16 Spy Agencies

President Obama has nominated James Clapper, a retired Air Force Lieutenant General (that’s three stars to you civilian types) to head the United States’ 16 spy agencies.

Let me run that past you again in case you missed it:  SIXTEEN spy agencies.

Interestingly, the Intelligence Community’s own website lists 17 foreign and domestic spy agencies and organizations:

I’m guessing that the “Office of the Director of National Intelligence” doesn’t really count because isn’t an “agency” so much as a bureaucracy.  OK, I’ll buy that.

Why do we need 16 separate agencies to spy on people?  How much waste and duplication of effort exists?  Can some agencies and responsibilities be combined?  I do understand that, per Executive Order 12333, foreign and domestic intelligence needs to be kept separate.  But hasn’t DHS added a lot more gray to that crayon box anyway?

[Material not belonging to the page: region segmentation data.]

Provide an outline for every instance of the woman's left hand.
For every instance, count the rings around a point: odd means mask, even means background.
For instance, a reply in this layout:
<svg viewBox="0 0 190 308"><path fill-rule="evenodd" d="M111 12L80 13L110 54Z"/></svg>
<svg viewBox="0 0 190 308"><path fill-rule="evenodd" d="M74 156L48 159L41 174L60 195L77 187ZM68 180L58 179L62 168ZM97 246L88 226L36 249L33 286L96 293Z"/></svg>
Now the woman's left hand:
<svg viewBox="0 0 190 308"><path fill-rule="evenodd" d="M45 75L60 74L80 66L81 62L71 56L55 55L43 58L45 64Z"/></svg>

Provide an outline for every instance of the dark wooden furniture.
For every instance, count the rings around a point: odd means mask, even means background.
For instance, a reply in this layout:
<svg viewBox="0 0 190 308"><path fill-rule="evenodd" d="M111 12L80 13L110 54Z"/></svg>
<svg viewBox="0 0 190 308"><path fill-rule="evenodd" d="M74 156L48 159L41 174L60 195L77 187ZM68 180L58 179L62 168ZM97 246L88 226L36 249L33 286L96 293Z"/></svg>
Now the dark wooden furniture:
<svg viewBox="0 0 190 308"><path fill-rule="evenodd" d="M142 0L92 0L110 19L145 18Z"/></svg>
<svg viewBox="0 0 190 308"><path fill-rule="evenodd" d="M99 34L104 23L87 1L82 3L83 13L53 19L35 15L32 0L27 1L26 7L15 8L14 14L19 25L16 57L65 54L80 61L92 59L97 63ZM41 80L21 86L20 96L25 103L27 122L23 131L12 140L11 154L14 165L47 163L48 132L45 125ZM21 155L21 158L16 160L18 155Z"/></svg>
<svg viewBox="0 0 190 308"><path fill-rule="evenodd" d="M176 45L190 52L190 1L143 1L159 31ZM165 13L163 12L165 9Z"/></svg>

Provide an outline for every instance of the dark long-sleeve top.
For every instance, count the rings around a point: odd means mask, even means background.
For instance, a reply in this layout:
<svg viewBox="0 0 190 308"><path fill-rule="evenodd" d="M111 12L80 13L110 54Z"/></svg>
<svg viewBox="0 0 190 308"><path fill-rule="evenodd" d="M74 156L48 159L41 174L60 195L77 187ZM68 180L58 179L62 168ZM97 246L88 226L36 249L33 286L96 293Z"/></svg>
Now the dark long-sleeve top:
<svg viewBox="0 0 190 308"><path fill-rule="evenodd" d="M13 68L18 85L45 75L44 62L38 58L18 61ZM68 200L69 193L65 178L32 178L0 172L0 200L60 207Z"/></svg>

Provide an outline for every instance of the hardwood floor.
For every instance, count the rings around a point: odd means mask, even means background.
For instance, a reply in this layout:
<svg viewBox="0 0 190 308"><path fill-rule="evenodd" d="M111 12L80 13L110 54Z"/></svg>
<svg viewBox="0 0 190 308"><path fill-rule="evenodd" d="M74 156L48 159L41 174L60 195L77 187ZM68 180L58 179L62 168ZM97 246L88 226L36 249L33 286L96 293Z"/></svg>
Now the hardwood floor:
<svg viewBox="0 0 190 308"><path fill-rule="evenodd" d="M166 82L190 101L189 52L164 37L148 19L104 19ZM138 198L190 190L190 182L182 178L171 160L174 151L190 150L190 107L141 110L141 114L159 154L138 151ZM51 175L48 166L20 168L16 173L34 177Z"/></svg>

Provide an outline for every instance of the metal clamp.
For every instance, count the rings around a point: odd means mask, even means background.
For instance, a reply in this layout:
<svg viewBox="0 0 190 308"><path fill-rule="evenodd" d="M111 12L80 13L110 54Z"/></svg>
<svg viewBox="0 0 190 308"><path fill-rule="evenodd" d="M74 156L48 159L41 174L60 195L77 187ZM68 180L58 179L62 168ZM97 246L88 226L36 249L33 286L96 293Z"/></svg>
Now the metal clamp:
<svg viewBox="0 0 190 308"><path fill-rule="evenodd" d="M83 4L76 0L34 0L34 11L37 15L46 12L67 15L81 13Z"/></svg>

I really don’t want to get started on Homeland Security… but I’m going to.  Isn’t DHS just an “umbrella agency” that oversees the United States National Guard, the Federal Emergency Management Agency, the United States Coast Guard (weren’t they already listed?), U.S. Customs and Border Protection, U.S. Immigration and Customs Enforcement, United States Citizenship and Immigration Services, the United States Secret Service, the Transportation Security Administration, and Civil Air Patrol?  Were these agencies not competent to oversee themselves?  (Heh… forget I asked that.)  Did they not play well together at spy agency family reunions?

Unnecessary, repetitious redundancy.  Why is Customs and Border Protection a separate agency from Immigration and Customs Enforcement?  They both have “Customs” in their names!  Immigration and Customs Enforcement and United States Citizenship and Immigration Services both share the word “Immigration.”  What are these people doing?  Can you imagine the savings on business cards alone?